Hubo un tiempo en que el aire del sur de Buenos Aires era una mezcla de carbón, brea y un mar lejano que nunca terminaba de llegar. En ese paisaje crudo y esforzado, un niño sin apellido encontró, casi por azar, la punta del hilo que lo uniría para siempre a su destino: el barrio de La Boca. Aquel chico había sido abandonado en la Casa de Niños Expósitos con una nota que decía: “Este niño ha sido bautizado con el nombre de Benito Juan Martín”.

Benito Quinquela Martín creció entre barcos que gruñían, estibadores con fuerza de titanes y un puerto que no descansaba jamás. Las escenas cotidianas eran ásperas, pero para él eran vida e inspiración: donde otros veían humo, él veía luz; donde otros veían mugre, él veía color; y donde muchos encontraban cansancio y sudor, él encontraba belleza.

Con el paso del tiempo, ese chico autodidacta, que pintaba de noche en una pieza pequeña y trabajaba de día en la carbonería familiar, terminó por construir una enorme obra, que fue mucho más que darle color y una imagen única al sur porteño. Pintó barcos, lanchas, remolcadores, grúas y obreros con una intensidad inconfundible. Pintó su vida, su origen y su memoria. Pintó —sobre todo— su identidad. Murió el 28 de enero de 1977, a los 86 años.

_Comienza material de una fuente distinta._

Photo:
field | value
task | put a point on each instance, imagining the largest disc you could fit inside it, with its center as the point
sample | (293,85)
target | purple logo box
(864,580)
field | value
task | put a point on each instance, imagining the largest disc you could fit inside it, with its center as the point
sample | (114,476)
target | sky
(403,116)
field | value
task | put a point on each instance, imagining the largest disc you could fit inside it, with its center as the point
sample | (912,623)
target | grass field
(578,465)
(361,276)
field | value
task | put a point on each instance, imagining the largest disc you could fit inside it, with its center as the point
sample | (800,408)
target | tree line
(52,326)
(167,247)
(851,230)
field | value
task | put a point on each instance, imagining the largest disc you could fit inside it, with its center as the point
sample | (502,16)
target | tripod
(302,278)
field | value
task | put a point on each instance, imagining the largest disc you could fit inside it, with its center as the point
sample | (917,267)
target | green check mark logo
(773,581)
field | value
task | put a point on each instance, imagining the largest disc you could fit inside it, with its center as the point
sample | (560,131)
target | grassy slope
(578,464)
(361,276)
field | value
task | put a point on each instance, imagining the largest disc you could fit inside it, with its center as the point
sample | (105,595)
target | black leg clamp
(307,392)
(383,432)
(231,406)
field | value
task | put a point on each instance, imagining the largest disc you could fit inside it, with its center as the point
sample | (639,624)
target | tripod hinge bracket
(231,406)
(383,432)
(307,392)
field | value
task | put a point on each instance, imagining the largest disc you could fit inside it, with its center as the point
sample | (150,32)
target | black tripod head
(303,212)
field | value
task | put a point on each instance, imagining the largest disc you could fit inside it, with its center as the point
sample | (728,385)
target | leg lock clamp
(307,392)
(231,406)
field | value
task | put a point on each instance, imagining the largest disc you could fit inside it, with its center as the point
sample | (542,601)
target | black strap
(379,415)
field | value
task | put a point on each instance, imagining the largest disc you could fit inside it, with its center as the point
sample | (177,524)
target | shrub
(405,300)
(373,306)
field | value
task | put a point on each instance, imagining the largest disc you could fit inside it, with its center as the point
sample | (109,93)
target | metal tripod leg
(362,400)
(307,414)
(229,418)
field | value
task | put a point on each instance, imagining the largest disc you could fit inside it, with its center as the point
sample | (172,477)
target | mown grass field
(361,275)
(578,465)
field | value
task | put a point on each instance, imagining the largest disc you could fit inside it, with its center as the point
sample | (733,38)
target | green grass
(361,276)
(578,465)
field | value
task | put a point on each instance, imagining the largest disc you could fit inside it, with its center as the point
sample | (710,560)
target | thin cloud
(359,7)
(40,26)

Uno de sus cuadros más conocidos,

El niño del nombre escrito en un papel que encontró un mundo en el puerto

Benito Quinquela Martín nació en Buenos Aires, aunque la fecha exacta de su nacimiento nunca pudo establecerse. Poco tiempo después de nacer fue abandonado en la Casa de Niños Expósitos —luego Casa Cuna—, acompañado por una nota breve y definitiva que decía: “Este niño ha sido bautizado con el nombre de Benito Juan Martín”. No tenía apellido, ni historia escrita, ni familia conocida; solo un nombre y un pañuelo cortado en diagonal como único recuerdo posible de su madre biológica, que jamás regresó a buscarlo.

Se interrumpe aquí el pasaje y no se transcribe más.